Having a website like this is motivating because of the accountability. Even though not many people check it, the idea of disappointing the people who do is motivating. It’s like breaking the chain of unbroken days, but in a public setting where I can’t pretend it didn’t happen. I can’t fool the site stats by back-dating my posts.

Sometimes, after looking at work I admire, I feel like giving up. “I’ll never be that good. Why am I even trying?” I remind myself I’ll never know if I give up. I remind myself that they are them and I am me and it isn’t a competition. And then I try to trick myself into practicing anyway.
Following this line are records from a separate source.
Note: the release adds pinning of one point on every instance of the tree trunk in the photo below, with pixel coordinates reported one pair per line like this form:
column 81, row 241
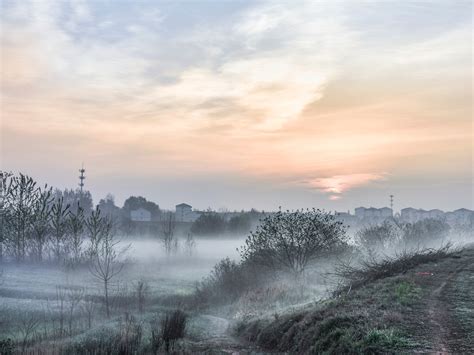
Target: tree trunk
column 106, row 289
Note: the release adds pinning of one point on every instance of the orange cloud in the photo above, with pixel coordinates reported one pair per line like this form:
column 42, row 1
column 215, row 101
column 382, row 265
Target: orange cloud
column 338, row 184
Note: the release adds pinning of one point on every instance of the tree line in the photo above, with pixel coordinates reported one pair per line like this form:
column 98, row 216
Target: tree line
column 39, row 224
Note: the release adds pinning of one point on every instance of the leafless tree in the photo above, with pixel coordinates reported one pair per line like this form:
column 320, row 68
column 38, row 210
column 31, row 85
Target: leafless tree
column 189, row 244
column 292, row 239
column 18, row 204
column 59, row 223
column 94, row 226
column 89, row 306
column 76, row 231
column 41, row 221
column 107, row 264
column 4, row 186
column 61, row 304
column 168, row 225
column 74, row 297
column 141, row 290
column 26, row 328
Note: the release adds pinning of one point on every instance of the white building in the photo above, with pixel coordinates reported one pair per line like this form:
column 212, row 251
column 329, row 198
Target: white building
column 185, row 213
column 140, row 215
column 373, row 213
column 460, row 216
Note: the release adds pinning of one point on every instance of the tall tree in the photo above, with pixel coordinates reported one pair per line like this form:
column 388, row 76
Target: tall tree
column 106, row 263
column 41, row 221
column 59, row 227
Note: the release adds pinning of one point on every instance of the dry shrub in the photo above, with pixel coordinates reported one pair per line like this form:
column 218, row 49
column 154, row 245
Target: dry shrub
column 173, row 327
column 372, row 269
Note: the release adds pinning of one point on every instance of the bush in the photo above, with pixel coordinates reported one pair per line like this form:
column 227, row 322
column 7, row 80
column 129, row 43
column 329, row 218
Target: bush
column 370, row 270
column 228, row 281
column 372, row 239
column 291, row 240
column 208, row 224
column 6, row 346
column 424, row 233
column 173, row 327
column 239, row 224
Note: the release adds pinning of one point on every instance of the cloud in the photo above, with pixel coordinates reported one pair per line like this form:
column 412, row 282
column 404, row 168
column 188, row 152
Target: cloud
column 336, row 185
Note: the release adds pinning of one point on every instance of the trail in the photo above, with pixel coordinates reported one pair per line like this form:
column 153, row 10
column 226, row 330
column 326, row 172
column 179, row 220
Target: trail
column 451, row 295
column 219, row 339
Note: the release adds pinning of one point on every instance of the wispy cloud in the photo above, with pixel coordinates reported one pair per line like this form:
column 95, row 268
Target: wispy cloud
column 336, row 185
column 269, row 90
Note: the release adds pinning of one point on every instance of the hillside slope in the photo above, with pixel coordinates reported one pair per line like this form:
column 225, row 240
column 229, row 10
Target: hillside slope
column 429, row 308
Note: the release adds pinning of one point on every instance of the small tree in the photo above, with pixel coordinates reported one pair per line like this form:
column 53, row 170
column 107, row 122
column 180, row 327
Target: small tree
column 173, row 327
column 18, row 203
column 168, row 225
column 106, row 263
column 76, row 232
column 189, row 244
column 89, row 306
column 290, row 240
column 41, row 221
column 59, row 227
column 423, row 233
column 141, row 290
column 377, row 237
column 94, row 226
column 74, row 297
column 209, row 223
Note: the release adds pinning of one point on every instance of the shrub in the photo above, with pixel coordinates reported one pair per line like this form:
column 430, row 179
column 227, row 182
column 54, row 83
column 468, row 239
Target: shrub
column 173, row 327
column 6, row 346
column 377, row 237
column 371, row 269
column 424, row 233
column 208, row 224
column 291, row 240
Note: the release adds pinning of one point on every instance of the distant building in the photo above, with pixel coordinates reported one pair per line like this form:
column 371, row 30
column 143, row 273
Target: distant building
column 140, row 215
column 373, row 213
column 185, row 213
column 460, row 216
column 346, row 218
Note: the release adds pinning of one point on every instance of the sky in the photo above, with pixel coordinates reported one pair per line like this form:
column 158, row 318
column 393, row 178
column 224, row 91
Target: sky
column 241, row 104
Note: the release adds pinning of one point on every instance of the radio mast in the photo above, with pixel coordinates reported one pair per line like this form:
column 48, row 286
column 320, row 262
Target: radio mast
column 82, row 177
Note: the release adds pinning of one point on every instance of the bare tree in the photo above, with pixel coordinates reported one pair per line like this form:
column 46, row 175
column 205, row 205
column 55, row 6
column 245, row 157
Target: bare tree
column 61, row 303
column 41, row 221
column 290, row 240
column 168, row 225
column 106, row 263
column 18, row 203
column 94, row 226
column 141, row 290
column 74, row 297
column 59, row 225
column 27, row 328
column 76, row 231
column 189, row 244
column 89, row 306
column 4, row 186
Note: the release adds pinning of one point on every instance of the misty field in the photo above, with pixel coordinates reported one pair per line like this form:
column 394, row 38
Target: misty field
column 42, row 296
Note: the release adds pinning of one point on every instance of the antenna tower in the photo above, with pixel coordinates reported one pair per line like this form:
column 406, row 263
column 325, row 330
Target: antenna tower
column 82, row 177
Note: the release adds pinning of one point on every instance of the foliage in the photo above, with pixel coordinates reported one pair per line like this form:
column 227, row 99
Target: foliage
column 375, row 238
column 291, row 240
column 173, row 327
column 209, row 223
column 369, row 270
column 240, row 224
column 135, row 202
column 424, row 232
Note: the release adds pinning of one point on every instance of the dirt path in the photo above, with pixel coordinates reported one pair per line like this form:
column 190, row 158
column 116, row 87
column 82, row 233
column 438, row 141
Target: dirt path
column 449, row 305
column 219, row 339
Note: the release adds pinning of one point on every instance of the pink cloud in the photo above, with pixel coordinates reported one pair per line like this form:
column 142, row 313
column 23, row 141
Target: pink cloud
column 338, row 184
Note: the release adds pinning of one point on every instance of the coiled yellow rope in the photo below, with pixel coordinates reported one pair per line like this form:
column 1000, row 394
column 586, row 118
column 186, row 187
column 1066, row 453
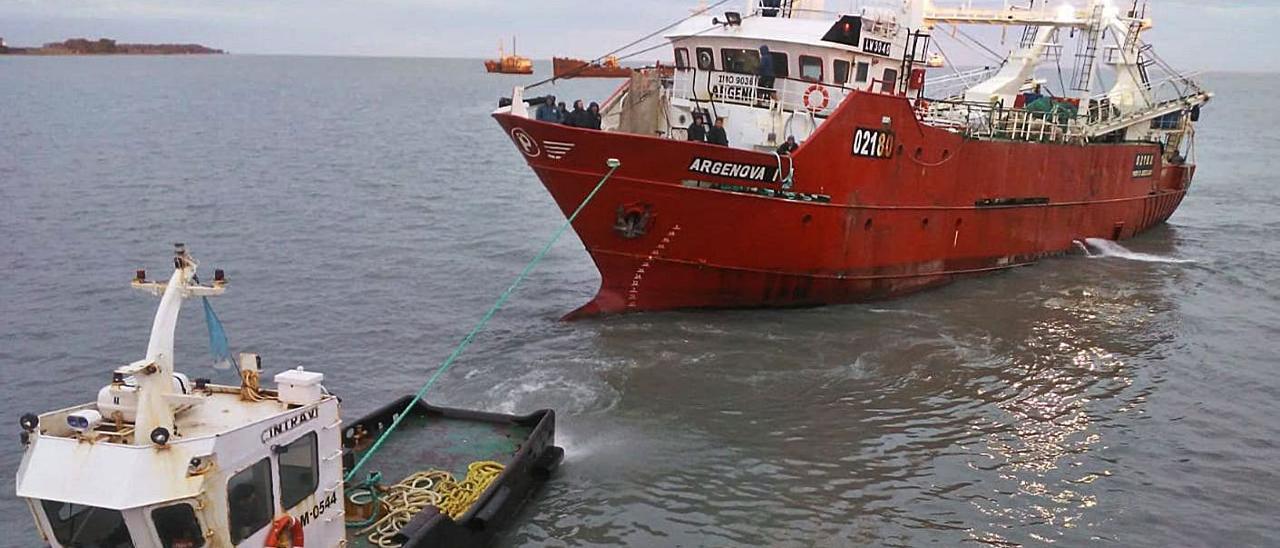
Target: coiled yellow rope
column 412, row 494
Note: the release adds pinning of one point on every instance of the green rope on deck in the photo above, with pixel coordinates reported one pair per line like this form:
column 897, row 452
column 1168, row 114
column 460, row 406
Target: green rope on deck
column 470, row 337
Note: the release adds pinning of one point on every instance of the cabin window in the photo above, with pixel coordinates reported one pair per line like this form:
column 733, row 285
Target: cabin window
column 681, row 56
column 248, row 498
column 300, row 470
column 841, row 72
column 810, row 68
column 743, row 62
column 178, row 526
column 77, row 525
column 705, row 59
column 780, row 64
column 890, row 82
column 864, row 71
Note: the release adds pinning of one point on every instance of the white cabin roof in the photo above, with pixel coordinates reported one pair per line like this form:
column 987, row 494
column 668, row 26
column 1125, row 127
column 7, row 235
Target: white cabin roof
column 65, row 466
column 71, row 470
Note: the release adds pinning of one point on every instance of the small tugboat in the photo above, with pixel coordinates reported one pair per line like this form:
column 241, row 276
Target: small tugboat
column 159, row 460
column 801, row 154
column 576, row 68
column 510, row 64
In “Howl’s Moving Castle” by Diana Wynne Jones, the wizard Howl says, “I’m a coward. Only way I can do something this frightening is to tell myself I’m not doing it!” Sometimes this works for me, too. I set everything out, and when I have a moment where I’m not doing something else, I’ll tell myself, “Well, I guess I might as well do this, just for right now.”

Perhaps this seems strange to read about. I don’t know. It works for me. Sometimes. Some of my friends admire my self-discipline. I feel a little like an impostor, because it’s not really self-discipline. It doesn’t feel like it anyways. It feels like I’m flying by the seat of my pants, frantically trying to figure out what will work this time before the day is over, in between all the other things I need to do each day.

Maybe I’ll get that regular schedule back someday. I’d like to. I’m not going to wait to practice writing and painting and drawing for that day. And so, I’ll just keep doing my best each day.

Do you have a hard time motivating yourself to get things done? What works for you? How do you add new things to your day? How do you stick to a schedule?